With declining ad revenue and subscriptions to cable, Disney seems to have little choice but to launch this service, though it appears its appeal may be more to followers of non NFL, NBA or MLB-based content on the ESPN networks.
As cord-cutting continues and Disney’s losses mount on its ESPN division, the launching of an all-econcomposing pay service makes perfect sense. Tied to long-term deals for US sports, especially college conferences and dealing with the law of diminishing returns in terms of how rights-holders benefit from deals signed for a period of more than three or four years, recouping losses is a key to understanding why ESPN is now launching this service.
Soccer programming will be a key component of ESPN Plus’ lineup.

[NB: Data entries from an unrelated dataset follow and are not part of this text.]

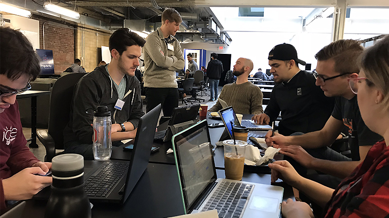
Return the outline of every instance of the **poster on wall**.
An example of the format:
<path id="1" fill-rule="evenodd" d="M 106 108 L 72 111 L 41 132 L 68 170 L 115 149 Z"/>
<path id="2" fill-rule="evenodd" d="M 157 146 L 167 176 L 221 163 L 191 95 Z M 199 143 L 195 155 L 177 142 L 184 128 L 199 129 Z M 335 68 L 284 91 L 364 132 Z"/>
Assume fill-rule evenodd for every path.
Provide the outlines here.
<path id="1" fill-rule="evenodd" d="M 39 57 L 39 65 L 41 66 L 41 74 L 54 74 L 54 59 L 53 57 L 53 50 L 37 49 L 37 54 Z"/>
<path id="2" fill-rule="evenodd" d="M 107 63 L 110 63 L 111 62 L 111 52 L 110 52 L 109 47 L 101 46 L 101 57 L 102 59 Z"/>

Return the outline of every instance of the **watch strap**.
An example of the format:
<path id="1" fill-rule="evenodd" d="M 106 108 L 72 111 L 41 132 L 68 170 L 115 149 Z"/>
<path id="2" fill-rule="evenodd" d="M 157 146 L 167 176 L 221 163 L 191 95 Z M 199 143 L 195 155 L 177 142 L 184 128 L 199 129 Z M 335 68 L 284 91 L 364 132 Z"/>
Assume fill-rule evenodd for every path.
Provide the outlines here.
<path id="1" fill-rule="evenodd" d="M 124 124 L 123 123 L 119 123 L 120 127 L 122 127 L 122 132 L 126 132 L 126 127 L 124 126 Z"/>

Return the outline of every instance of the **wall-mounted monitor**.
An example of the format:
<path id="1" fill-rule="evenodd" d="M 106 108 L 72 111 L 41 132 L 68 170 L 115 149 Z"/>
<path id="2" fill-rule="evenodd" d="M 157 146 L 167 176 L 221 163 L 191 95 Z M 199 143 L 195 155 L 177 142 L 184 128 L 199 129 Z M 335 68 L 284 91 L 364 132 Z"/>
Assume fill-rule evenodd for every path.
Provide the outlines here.
<path id="1" fill-rule="evenodd" d="M 209 21 L 208 27 L 209 29 L 213 31 L 213 32 L 217 32 L 217 25 L 216 25 L 216 23 L 213 19 L 211 19 Z"/>
<path id="2" fill-rule="evenodd" d="M 39 57 L 39 65 L 41 66 L 41 74 L 54 74 L 54 58 L 53 57 L 53 50 L 36 49 Z"/>

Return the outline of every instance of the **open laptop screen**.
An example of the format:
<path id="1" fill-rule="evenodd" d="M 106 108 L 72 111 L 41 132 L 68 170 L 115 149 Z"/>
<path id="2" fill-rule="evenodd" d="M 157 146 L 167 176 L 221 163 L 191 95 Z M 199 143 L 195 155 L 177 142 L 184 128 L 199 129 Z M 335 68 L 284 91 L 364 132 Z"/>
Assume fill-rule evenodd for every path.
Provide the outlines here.
<path id="1" fill-rule="evenodd" d="M 207 127 L 206 122 L 202 122 L 175 137 L 184 201 L 187 211 L 194 206 L 196 199 L 216 178 Z"/>
<path id="2" fill-rule="evenodd" d="M 235 126 L 240 126 L 238 118 L 232 109 L 232 107 L 230 106 L 226 108 L 221 109 L 219 111 L 220 117 L 224 123 L 226 128 L 228 130 L 230 134 L 230 137 L 232 138 L 232 127 Z"/>

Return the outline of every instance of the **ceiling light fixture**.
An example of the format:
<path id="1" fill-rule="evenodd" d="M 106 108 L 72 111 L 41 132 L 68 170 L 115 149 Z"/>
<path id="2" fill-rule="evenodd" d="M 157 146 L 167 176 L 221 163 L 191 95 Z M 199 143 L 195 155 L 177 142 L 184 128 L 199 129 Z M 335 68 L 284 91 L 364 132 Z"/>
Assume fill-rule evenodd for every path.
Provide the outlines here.
<path id="1" fill-rule="evenodd" d="M 31 11 L 20 8 L 9 4 L 0 3 L 0 11 L 6 12 L 26 17 L 31 17 Z"/>
<path id="2" fill-rule="evenodd" d="M 46 2 L 43 4 L 43 7 L 47 10 L 59 13 L 60 14 L 62 14 L 64 16 L 74 18 L 75 19 L 80 18 L 80 13 L 78 12 L 50 2 Z"/>
<path id="3" fill-rule="evenodd" d="M 128 29 L 130 29 L 130 31 L 131 31 L 132 32 L 134 32 L 135 33 L 139 35 L 139 36 L 141 36 L 142 38 L 146 38 L 146 37 L 147 37 L 148 35 L 149 35 L 149 34 L 147 34 L 147 33 L 144 33 L 144 32 L 140 32 L 139 31 L 133 30 L 132 29 L 130 29 L 129 28 Z"/>

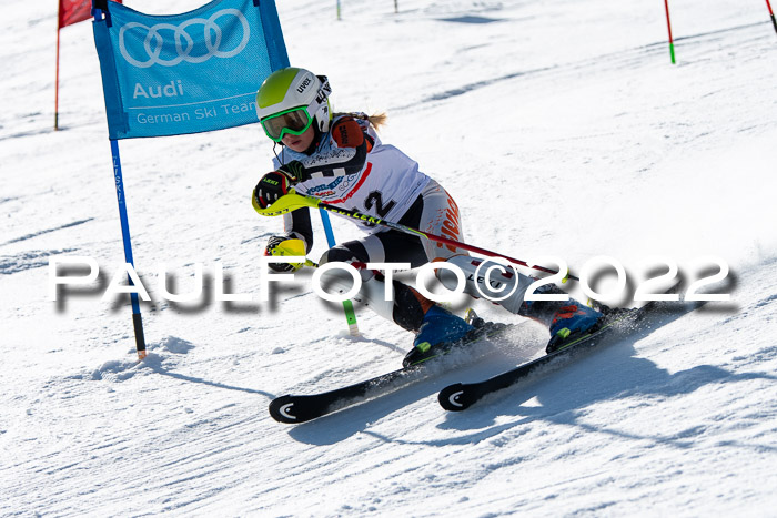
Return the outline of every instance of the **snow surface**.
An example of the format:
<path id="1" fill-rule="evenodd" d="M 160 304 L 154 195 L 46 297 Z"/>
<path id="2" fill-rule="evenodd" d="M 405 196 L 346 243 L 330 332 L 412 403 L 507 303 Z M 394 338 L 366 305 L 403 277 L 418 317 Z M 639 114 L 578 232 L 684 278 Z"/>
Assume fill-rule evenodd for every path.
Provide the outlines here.
<path id="1" fill-rule="evenodd" d="M 192 1 L 132 1 L 172 13 Z M 777 39 L 759 0 L 279 2 L 294 64 L 457 200 L 468 242 L 579 268 L 664 255 L 730 265 L 709 303 L 637 341 L 535 376 L 466 413 L 436 402 L 541 354 L 524 323 L 492 354 L 320 420 L 270 399 L 396 368 L 412 336 L 367 311 L 363 338 L 310 288 L 273 303 L 159 297 L 160 264 L 194 287 L 223 266 L 260 296 L 280 221 L 249 193 L 272 146 L 258 125 L 121 142 L 150 355 L 137 362 L 91 24 L 53 0 L 0 19 L 0 515 L 775 516 Z M 335 221 L 340 241 L 357 235 Z M 325 250 L 319 227 L 312 258 Z M 99 282 L 48 297 L 48 262 L 89 255 Z M 628 302 L 628 301 L 626 301 Z M 475 302 L 488 318 L 521 322 Z M 521 345 L 517 345 L 521 344 Z"/>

It was announced that MLS Live will be folded into ESPN Plus. This will also likely include lots of domestic content including, according to our sources, matches from the second division USL and both men’s and women’s college soccer content currently thrown on ESPN3 to fulfill contractual obligations to the conferences.
For Major League Soccer (MLS), the long-standing online pay service MLS Live has worked well for hardcore fans of the league. But a product like this, which appeals simply to a niche fan base, has done little to grow the accessibility to MLS matches beyond the very narrow base of support the league has currently. Fans of individual teams in local markets tend to eschew MLS Live because of the availability of games from the team they support on regional cable networks or even in some cases in-market over-the-air channels.
The shift of MLS Live’s programming to ESPN+ can only help grow the footprint of MLS. Being featured on a platform that will include other sports and presumably other soccer leagues should help exposure for the league. It could also in theory help the teams that don’t get much national exposure like Columbus, Colorado or San Jose.
While it’s possible MLS could get lost in the shuffle with so much programming on the ESPN Plus platform, the move should be beneficial. It is true that in the past, MLS has had trouble breaking through on platforms that cater to mainstream sports audiences. Despite consistent shuffling of time slots, shifting in thought-processes as to what attracts viewers and a continued presence on the top national all-sports cable channels, the league simply hasn’t done well on television by any truly objective measurement.
MLS television ratings continue to underwhelm. But the cord-cutting demographic fits soccer coverage perhaps better than the traditional TV model, and if MLS’ goal is to capture more core soccer supporters than mainstream American sports fans, ESPN Plus being a platform that has other soccer properties could benefit MLS. With 30% of sports viewers in the US consuming content on phones and tablets rather than through the traditional broadcast means, MLS could be well-positioned to take better advantage of a pay service like ESPN Plus than most other domestic sporting properties. ESPN Plus at least initially feels like a service that will cater to multiple niches, be it soccer fans, fans of smaller college sports programs, lacrosse fans, those who like volleyball or tennis, auto racing fans or whatever. The service may not appeal at least initially to NFL, MLB, NHL or NBA fans, but that shouldn’t impact how it benefits MLS.
It is largely assumed the BAMTech license to broadcast Football League and League Cup matches from England will lead to a shift of these properties to the new pay streaming service. The availability of both products on ESPN3 this season has increased the interest in these competitions in the US market. Additionally, other soccer properties such as the DFB Pokal, UEFA Nations League and many international friendlies are likely to be placed on ESPN Plus, giving further incentive for soccer fans to sign up.
To a large extent, ESPN Plus might serve certain niche’s rather than a full complement of mainstream sports fans. But for soccer fans in the US, accustomed for years of paying additional to get access to the (non-Premier League) matches we want to see, ESPN+’ low price point might be a boon. This can only help MLS whose appeal to hardcore soccer fans continues to disappoint while the league’s appeals to win over masses of mainstream sports fans have also fallen flat, at least from a television perspective.